Software enables us to implement automation, which makes it possible to quickly respond to alerts and problems, freeing up technical staff to do more complex, strategic tasks. Automation helps IT move from firefighting mode to proactive management. With the adoption of automated alert processing and REXX programming standards, the problem resolution forecast in your z/OS data center is for clear skies. This article demonstrates how to define standards and then use the REXX programming language to set up the automation.
Automation Alert Processing Standards
Creating automation alerts is a basic, primary goal of any data center. These alerts can occur as a result of a successful or failed process, and may be generated as informational alerts to a mainframe console. Most shops have a significant number of automation rules that scan millions of lines of z/OS message traffic, firing only on the events that have been determined to warrant a warning based on data center needs.
Automation standards can be a huge asset and provide a way to ensure consistency in how alerts are presented, their clarity, and the ability for IT staff to identify their coding relationships. They significantly reduce the challenge in responding to events and alerts in a timely fashion. Here are some recommendations:
When setting up alert thresholds, you can define rules based on your experience and expertise, minimizing the number of problems you must handle manually. But this isn’t enough because you aren’t the only person interacting with the system, solving problems, and managing your data center. When developing standards, you need to take into account all the operational requirements to support users.
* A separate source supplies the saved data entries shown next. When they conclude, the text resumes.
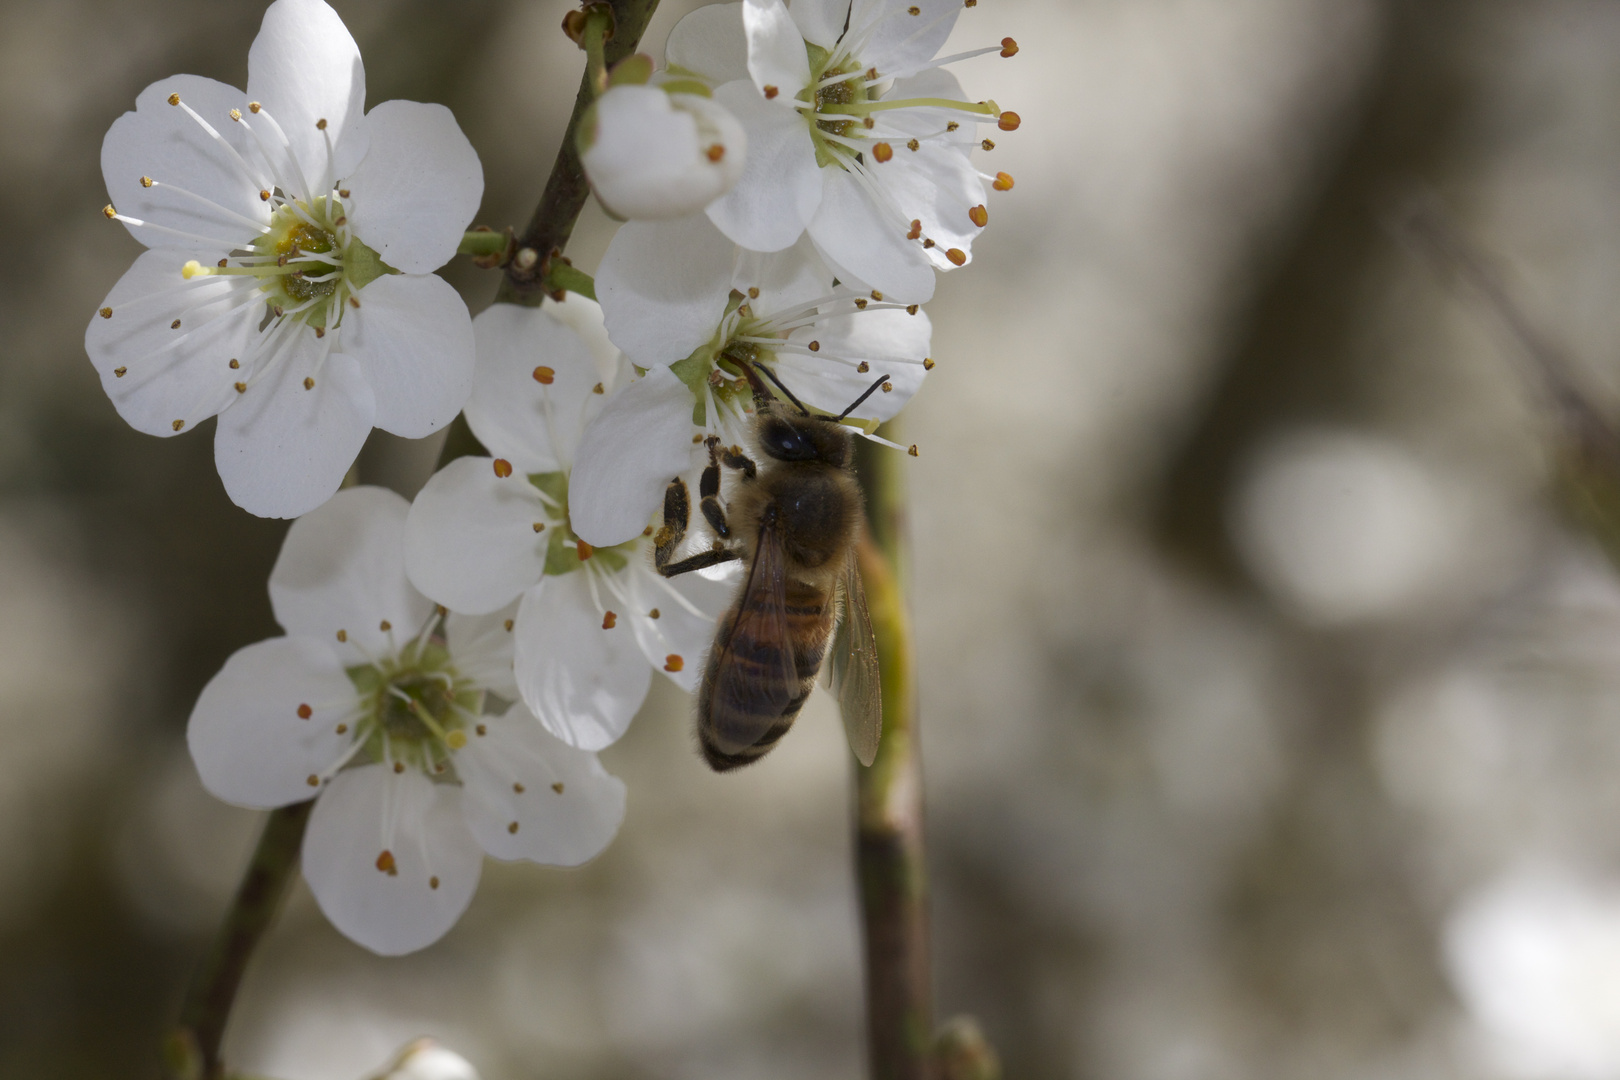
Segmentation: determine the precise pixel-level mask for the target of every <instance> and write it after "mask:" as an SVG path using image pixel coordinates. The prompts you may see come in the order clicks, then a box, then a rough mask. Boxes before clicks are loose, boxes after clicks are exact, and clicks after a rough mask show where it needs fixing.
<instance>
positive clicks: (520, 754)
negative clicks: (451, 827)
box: [455, 704, 624, 866]
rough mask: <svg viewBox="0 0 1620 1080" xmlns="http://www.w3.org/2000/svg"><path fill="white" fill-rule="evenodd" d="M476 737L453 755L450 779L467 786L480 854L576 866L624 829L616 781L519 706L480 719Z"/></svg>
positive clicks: (594, 856)
mask: <svg viewBox="0 0 1620 1080" xmlns="http://www.w3.org/2000/svg"><path fill="white" fill-rule="evenodd" d="M484 730H486V733H484V735H483V737H473V738H471V740H470V742H468V743H467V748H465V750H462V751H458V753H457V755H455V771H457V772H458V774H460V776H462V779H463V782H465V785H467V787H465V792H467V795H465V808H467V824H468V826H471V831H473V836H475V837H478V842H480V844H481V845H483V848H484V850H486V852H489V853H491V855H494V857H496V858H527V860H530V861H535V863H546V865H551V866H578V865H580V863H583V861H588V860H591V858H595V857H596V855H598V853H599V852H601V850H603V848H604V847H608V844H609V842H611V840H612V837H614V834H616V832H617V831H619V824H620V823H622V821H624V780H620V779H619V777H616V776H609V774H608V771H606V769H603V766H601V763H599V761H598V759H596V755H593V753H590V751H588V750H575V748H573V746H569V745H567V743H564V742H561V740H557V738H556V737H552V735H549V733H548V732H546V729H543V727H541V725H539V722H538V721H535V717H533V716H530V712H528V709H525V708H523V706H522V704H514V706H512V708H510V709H507V712H505V716H501V717H494V716H491V717H488V719H486V721H484ZM518 789H522V790H518ZM514 826H515V827H514Z"/></svg>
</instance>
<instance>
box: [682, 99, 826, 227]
mask: <svg viewBox="0 0 1620 1080" xmlns="http://www.w3.org/2000/svg"><path fill="white" fill-rule="evenodd" d="M714 99H716V100H718V102H719V104H723V105H724V107H726V108H729V110H731V113H732V115H734V117H737V120H740V121H742V128H744V131H747V133H748V162H747V165H744V170H742V176H739V178H737V183H735V186H734V188H732V189H731V191H727V193H726V194H723V196H721V198H718V199H714V202H711V204H710V207H708V210H706V212H708V215H710V220H713V222H714V223H716V225H718V227H719V230H721V232H723V233H726V235H727V236H731V238H732V240H734V241H737V243H739V244H742V246H744V248H748V249H752V251H781V249H782V248H786V246H789V244H791V243H794V241H795V240H799V235H800V233H804V230H805V225H808V223H810V219H812V217H815V212H816V207H818V206H820V204H821V176H820V173H821V168H820V167H818V165H816V164H815V146H813V144H812V142H810V133H808V130H807V128H805V120H804V118H802V117H800V115H799V112H797V110H795V108H791V107H787V105H782V104H778V102H770V100H765V97H763V96H761V94H760V91H758V89H757V87H755V86H753V84H752V83H750V81H747V79H739V81H735V83H727V84H724V86H721V87H719V89H716V91H714ZM778 100H779V99H778Z"/></svg>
Generating a unique message prefix, such as “OPSNTFYxxx,” for every message issued lets you create a common look and feel, which is of paramount importance for this type of standardization. Many software products use a specific message suffix or prefix range to identify messages, such as DFH for CICS, your unique automation message should, too.
For example, you might decide to use “OPSNTFYxxx” and then define “xxx” as noted in Figure 1. Then, any administrator would immediately know which component was involved and the right person could easily be directed to handle the problem. The following shows an example of what these types of automation alert messages look like:
OPSNTFY100 Job 46343 (RUN123) exceeding defined class C init threshold. Job cancelled.
OPSNTFY055 You are not authorized to stop production controlled tasks.